Hi,
For some reason my openSUSE Tumbleweed system won’t connect to the WiFi properly. Despite this my home WiFi network does appear in the network manager dialog of both KDE Plasma 5 (i.e., the one in the system tray widget) and nmtui, and I am apparently (according to both nmtui and KDE Plasma 5’s network manager) connected to it. Despite this when I open up Google Chrome it is obvious I am not connected to the internet. Likewise running:
ping www.google.com
returns an unknown hosts error. There is nothing wrong with my home network, this I know as I am starting this forum topic from the same laptop I have openSUSE Tumbleweed installed on, just from a different OS installed on this laptop, namely a Ubuntu 14.04 system. I tried OT’s network just twenty minutes ago. Likewise other people using my net have no complained of the WiFi being down. If relevant my laptop uses a Broadcom chip to connect to the net. I have run sudo modprobe -a wl and this has had no effect. Likewise running:
sudo modprobe -r wl
has had the expected effect of removing all WiFi networks from being mentioned in the network manager dialog of both nmtui and KDE Plasma 5. Please help me with this error, my only other option at this point is to reinstall openSUSE Tumbleweed yet again!
Thanks for your time,
Brenton
I have tried disconnecting from my home network and reconnecting to it via both nmtui and KDE Plasma 5’s networkmanager applet. I have also tried reverting back to an older kernel and it hasn’t helped.
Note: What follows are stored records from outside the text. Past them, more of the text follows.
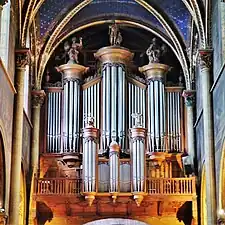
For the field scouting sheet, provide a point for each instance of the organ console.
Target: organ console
(125, 115)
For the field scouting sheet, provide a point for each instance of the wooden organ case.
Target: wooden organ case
(114, 141)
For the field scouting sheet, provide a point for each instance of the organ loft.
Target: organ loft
(113, 135)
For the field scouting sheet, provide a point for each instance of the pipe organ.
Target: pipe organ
(150, 111)
(54, 125)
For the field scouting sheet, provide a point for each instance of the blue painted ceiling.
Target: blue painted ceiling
(52, 11)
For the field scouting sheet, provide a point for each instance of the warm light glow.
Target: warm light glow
(221, 213)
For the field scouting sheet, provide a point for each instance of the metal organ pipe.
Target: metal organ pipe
(114, 166)
(137, 146)
(54, 122)
(113, 63)
(174, 120)
(90, 143)
(72, 76)
(155, 75)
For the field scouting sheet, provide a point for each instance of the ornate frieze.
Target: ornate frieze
(205, 58)
(22, 58)
(38, 97)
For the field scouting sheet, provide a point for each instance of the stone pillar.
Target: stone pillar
(205, 56)
(189, 100)
(21, 62)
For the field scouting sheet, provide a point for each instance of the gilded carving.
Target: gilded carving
(205, 58)
(189, 96)
(22, 58)
(38, 97)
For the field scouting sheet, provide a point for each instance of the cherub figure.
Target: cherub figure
(138, 119)
(115, 36)
(73, 50)
(154, 52)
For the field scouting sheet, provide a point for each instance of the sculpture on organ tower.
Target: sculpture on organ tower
(73, 50)
(155, 51)
(115, 36)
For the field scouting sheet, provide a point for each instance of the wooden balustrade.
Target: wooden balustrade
(171, 186)
(154, 186)
(57, 186)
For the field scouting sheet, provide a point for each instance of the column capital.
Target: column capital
(189, 96)
(38, 97)
(22, 57)
(205, 58)
(3, 2)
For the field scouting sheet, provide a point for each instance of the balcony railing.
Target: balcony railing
(171, 186)
(154, 186)
(57, 186)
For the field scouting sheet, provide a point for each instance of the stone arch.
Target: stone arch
(222, 180)
(2, 173)
(116, 221)
(203, 198)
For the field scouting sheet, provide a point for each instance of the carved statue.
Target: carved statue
(73, 50)
(89, 120)
(154, 52)
(115, 36)
(138, 119)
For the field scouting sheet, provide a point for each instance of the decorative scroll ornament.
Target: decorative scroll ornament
(115, 36)
(22, 58)
(155, 51)
(38, 97)
(138, 119)
(205, 58)
(73, 50)
(189, 96)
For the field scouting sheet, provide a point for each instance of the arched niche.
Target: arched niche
(114, 221)
(222, 180)
(203, 198)
(2, 173)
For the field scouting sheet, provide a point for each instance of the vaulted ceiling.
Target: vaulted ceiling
(173, 21)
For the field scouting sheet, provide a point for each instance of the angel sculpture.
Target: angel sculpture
(115, 36)
(154, 52)
(73, 50)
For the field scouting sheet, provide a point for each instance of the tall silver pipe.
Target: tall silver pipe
(120, 107)
(114, 163)
(152, 116)
(108, 105)
(137, 140)
(56, 120)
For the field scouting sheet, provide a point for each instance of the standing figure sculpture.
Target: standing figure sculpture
(73, 50)
(154, 52)
(115, 36)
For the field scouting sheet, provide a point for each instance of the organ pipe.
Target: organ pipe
(156, 129)
(137, 146)
(72, 77)
(114, 166)
(54, 122)
(90, 143)
(174, 120)
(113, 63)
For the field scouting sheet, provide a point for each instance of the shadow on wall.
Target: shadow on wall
(44, 213)
(184, 213)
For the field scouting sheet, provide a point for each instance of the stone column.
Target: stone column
(205, 56)
(21, 62)
(189, 100)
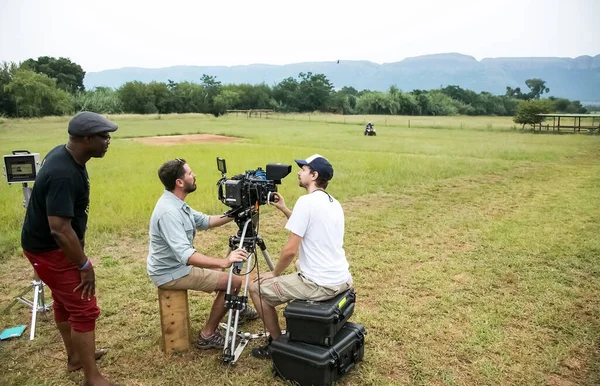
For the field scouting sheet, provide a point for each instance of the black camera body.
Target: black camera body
(251, 189)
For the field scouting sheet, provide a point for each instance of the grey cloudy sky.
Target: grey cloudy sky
(107, 34)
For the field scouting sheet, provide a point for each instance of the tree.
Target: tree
(8, 106)
(537, 87)
(101, 100)
(212, 88)
(36, 95)
(527, 111)
(226, 100)
(69, 76)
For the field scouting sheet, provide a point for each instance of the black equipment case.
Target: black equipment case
(318, 322)
(309, 364)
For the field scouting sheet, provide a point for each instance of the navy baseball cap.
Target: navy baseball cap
(319, 164)
(87, 123)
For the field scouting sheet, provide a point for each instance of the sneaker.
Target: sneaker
(247, 314)
(262, 352)
(216, 340)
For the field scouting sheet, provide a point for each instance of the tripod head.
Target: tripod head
(246, 237)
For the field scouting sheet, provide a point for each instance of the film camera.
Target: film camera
(245, 192)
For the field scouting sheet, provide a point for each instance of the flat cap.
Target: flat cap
(87, 123)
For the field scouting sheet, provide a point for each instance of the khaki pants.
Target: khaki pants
(199, 279)
(282, 289)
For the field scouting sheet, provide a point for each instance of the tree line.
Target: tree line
(54, 86)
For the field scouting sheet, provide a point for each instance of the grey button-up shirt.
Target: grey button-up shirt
(172, 229)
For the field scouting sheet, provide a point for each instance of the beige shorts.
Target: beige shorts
(282, 289)
(199, 279)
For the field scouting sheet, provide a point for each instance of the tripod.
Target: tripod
(38, 303)
(246, 238)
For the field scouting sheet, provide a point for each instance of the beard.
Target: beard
(189, 188)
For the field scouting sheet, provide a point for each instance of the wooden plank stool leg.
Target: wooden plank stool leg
(174, 320)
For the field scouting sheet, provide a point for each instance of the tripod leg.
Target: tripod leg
(265, 253)
(36, 293)
(16, 299)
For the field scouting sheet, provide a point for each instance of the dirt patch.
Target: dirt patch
(168, 140)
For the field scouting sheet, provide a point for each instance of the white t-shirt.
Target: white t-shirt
(320, 223)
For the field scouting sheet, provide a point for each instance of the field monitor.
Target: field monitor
(21, 166)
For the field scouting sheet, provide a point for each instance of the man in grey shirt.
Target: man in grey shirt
(174, 263)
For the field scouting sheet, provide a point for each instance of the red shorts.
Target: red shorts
(62, 276)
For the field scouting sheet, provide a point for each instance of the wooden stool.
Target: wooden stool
(174, 320)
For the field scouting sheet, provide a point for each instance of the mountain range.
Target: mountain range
(575, 79)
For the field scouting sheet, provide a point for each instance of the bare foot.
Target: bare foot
(75, 365)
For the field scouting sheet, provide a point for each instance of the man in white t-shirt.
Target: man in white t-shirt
(316, 235)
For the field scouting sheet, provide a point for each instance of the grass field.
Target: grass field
(475, 248)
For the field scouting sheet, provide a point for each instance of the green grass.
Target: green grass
(474, 250)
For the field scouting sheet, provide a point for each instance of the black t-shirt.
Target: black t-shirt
(62, 189)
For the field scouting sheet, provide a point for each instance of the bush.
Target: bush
(527, 111)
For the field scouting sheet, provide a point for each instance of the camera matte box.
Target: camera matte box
(317, 322)
(308, 364)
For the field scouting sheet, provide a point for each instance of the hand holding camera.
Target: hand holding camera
(236, 256)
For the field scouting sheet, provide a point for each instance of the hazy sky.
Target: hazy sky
(107, 34)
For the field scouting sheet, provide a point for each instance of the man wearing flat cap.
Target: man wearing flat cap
(53, 238)
(316, 235)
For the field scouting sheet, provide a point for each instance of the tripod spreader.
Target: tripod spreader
(246, 239)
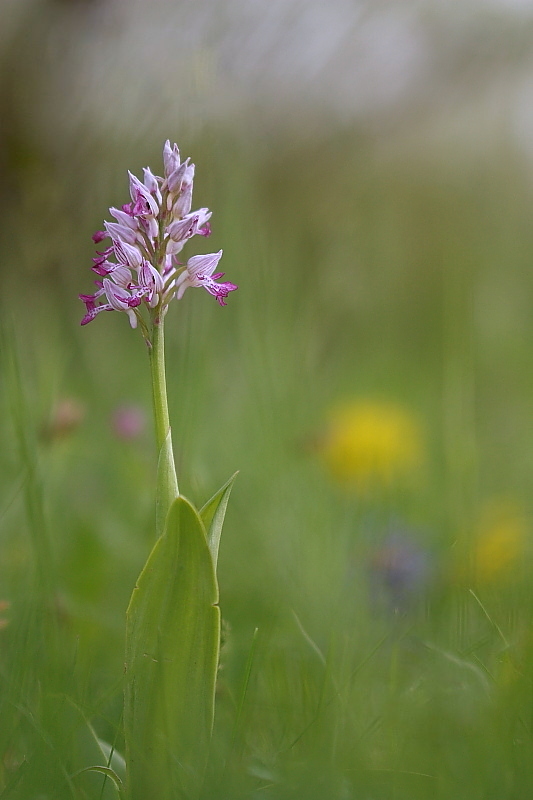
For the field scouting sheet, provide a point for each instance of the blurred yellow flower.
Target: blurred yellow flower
(501, 540)
(372, 444)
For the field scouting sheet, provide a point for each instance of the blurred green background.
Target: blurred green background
(369, 169)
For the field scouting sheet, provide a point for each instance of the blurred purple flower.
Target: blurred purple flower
(400, 570)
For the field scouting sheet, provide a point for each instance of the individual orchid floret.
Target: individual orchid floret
(139, 269)
(199, 272)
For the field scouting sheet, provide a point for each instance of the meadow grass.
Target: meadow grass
(363, 276)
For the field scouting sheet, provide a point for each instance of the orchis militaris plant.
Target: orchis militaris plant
(173, 619)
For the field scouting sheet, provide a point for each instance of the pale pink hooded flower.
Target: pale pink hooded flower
(139, 268)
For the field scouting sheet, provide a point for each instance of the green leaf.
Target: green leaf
(167, 484)
(213, 514)
(107, 771)
(172, 644)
When you are connected again, check the connection status with
/usr/sbin/iwconfig
Examine the IP addressing and routing table
ip address
ip route
You should be able to ping the gateway (router) address, and then try a well-known internet address (eg 'ping 8.8.8.8). If you get this far, then check if a valid nameserver is defined…
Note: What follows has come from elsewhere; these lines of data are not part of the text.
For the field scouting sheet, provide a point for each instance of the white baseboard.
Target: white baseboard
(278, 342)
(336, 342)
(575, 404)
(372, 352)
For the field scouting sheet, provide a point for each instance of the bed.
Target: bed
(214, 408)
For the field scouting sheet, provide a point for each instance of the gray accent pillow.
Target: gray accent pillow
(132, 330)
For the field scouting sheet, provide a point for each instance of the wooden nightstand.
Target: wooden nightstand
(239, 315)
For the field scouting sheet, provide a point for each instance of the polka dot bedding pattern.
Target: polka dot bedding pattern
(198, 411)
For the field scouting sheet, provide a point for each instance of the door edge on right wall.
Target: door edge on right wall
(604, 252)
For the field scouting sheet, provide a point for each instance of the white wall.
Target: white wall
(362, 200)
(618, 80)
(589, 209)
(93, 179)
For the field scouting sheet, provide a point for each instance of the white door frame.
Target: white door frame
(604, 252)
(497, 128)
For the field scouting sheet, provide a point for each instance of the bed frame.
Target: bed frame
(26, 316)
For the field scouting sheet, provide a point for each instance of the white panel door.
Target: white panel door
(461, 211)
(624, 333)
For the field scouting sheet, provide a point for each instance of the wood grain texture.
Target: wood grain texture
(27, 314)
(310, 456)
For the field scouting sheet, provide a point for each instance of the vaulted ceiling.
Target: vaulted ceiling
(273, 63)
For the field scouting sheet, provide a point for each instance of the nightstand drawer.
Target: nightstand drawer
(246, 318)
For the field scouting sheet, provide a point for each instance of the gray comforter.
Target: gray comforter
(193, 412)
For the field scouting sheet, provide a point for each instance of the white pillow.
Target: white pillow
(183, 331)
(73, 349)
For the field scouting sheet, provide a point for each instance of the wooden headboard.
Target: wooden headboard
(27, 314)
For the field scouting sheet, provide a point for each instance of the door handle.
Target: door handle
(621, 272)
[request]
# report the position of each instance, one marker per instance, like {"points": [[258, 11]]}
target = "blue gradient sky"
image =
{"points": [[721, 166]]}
grep "name" /etc/resolv.conf
If the name server is missing (or incorrect) from /etc/resolv.conf, try
sudo netconfig -f update
and check that you can now resolve an internet hostname eg
ping yahoo.com
The commands you said to run for diagnostic purposes seems to have returned normal output.
/usr/sbin/iwconfig
returned:
lo no wireless extensions.
eno1 no wireless extensions.
wlo1 IEEE 802.11 ESSID:"Telstra5669F3"
Mode:Managed Frequency:2.462 GHz Access Point: C4:EA:1D:56:69:F3
Retry short limit:7 RTS thr:off Fragment thr:off
Power Management:off
while:
ip route
returned:
default via 10.0.0.138 dev wlo1 proto static metric 600
10.0.0.0/24 dev wlo1 proto kernel scope link src 10.0.0.11 metric 600
and:
grep "name" /etc/resolv.conf
returned:
nameserver 127.0.1.1
I’m try out your fixes now, brb (gotta reboot from my Ubuntu 14.04 installation to my OT one).
I feel like kissing the ground at your feet, your command:
sudo netconfig -f update
worked perfectly! Thank you so very much!
Glad to have been of help. (The nameserver was the issue here, which is why you were connected, but not able to resolve internet hostnames.)